Using the island of Tobago in the Caribbean as their laboratory she and colleague Professor James Crabbe of the University of Bedfordshire, UK, backtracked to 1980 to see what had happened to the corals in the wake of nine hurricanes, tropical storms and bleaching events.
“In every case there was a sharp drop in coral recruitment following the event – often by as much as two thirds to three quarters. Not only were fewer new coral colonies formed, but also far fewer of the major reef building coral species recruited successfully.”
“This finding mirrors our modelling studies on the fringing reefs of Jamaica, and on the Meso-American Barrier reef off the coast of Belize”, says Prof. Crabbe.
Tobago lies outside the main Caribbean hurricane belt and therefore is more typical of the circumstances of most coral reefs around the world. Nevertheless its corals are disrupted by a major storm or bleaching every three or four years – and the frequency of this may be growing.
“Climate researchers are seeing increasing evidence for a direct relationship between global warming and rising hurricane intensity as well as frequency,” Jennie explains. “Global warming produces significant increases in the frequency of high sea surface temperatures (SSTs), and hurricane winds are strengthened by warm surface waters.”
The high temperatures cause bleaching, while the storms inflict physical destruction on the corals as well as eroding the rocky platforms they need to grow on, or burying them in sand.
“Maintaining coral reef populations in the face of large-scale degradation depends critically on recruitment – the ability of the corals to breed successfully and settle on the reef to form new colonies. Our research suggests this process is severely disrupted after one of these major events.”
If the disruption is sufficiently large it may threaten the actual survival of some of the larger and more spectacular reef building and brain corals, she says. “In the aftermath of a big storm or bleaching event, some of these important species appear not to have recruited at all.
“Healthy reefs usually have high numbers of coral recruits and juvenile corals, whereas degraded systems typically have far fewer young colonies.”
The concern is that if major storms and bleaching become more frequent as the climate warms, the ability of individual reefs to renew themselves may break down completely, Jennie says.

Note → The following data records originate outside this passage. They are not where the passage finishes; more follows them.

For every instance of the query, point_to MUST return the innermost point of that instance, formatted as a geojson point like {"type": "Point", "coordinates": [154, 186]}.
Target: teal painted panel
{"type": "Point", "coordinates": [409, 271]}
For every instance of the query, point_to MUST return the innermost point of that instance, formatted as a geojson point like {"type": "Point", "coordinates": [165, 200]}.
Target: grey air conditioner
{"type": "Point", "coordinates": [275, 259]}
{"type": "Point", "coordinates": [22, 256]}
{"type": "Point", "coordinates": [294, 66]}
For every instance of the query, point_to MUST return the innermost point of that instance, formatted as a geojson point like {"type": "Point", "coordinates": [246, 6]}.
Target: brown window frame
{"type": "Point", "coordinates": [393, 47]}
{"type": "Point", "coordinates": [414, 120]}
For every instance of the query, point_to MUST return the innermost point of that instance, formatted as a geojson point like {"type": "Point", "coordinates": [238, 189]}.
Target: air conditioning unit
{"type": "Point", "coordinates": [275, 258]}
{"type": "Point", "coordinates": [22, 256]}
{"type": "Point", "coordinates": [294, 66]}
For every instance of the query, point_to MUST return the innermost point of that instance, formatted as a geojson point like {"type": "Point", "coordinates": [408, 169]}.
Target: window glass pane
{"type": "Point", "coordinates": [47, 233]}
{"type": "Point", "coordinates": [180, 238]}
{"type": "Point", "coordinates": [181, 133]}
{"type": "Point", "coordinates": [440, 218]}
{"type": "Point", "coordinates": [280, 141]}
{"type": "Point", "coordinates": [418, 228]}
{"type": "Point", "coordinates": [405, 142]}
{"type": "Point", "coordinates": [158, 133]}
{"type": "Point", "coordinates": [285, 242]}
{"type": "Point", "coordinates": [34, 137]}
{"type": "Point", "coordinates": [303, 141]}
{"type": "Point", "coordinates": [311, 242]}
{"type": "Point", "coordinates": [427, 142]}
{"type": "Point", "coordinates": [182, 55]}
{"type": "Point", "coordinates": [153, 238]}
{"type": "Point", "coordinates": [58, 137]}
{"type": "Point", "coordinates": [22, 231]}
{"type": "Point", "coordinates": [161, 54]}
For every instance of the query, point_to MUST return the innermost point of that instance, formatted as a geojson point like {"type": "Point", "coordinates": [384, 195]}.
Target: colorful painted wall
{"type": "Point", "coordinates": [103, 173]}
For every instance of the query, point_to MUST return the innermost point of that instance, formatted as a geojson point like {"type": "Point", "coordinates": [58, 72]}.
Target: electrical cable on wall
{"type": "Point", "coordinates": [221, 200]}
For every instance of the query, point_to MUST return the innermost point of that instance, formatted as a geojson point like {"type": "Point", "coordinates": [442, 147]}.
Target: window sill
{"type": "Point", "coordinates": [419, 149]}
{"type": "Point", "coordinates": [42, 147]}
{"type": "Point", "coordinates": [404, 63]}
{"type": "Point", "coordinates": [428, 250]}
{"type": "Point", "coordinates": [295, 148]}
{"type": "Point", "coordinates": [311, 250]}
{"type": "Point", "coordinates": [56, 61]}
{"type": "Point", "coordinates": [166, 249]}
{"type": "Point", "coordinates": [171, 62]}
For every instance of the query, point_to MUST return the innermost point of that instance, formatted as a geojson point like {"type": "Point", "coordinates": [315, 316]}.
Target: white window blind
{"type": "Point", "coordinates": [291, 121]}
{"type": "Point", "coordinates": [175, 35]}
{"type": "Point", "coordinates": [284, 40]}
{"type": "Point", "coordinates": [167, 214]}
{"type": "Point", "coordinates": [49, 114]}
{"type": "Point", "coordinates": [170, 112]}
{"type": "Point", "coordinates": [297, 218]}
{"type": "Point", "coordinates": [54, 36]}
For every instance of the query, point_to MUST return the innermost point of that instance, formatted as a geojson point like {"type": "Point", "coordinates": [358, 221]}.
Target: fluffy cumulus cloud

“While our work was carried out in the Caribbean, it has general implications for coral reefs globally, and deepens our concern as to what may happen to them as global warming advances and the world’s climate becomes more tempestuous.”
The research paper is Mallela, J., Crabbe, M.J.C., Hurricanes and coral bleaching linked to changes in coral recruitment in Tobago, and is published in the latest issue of Marine Environmental Research (2009).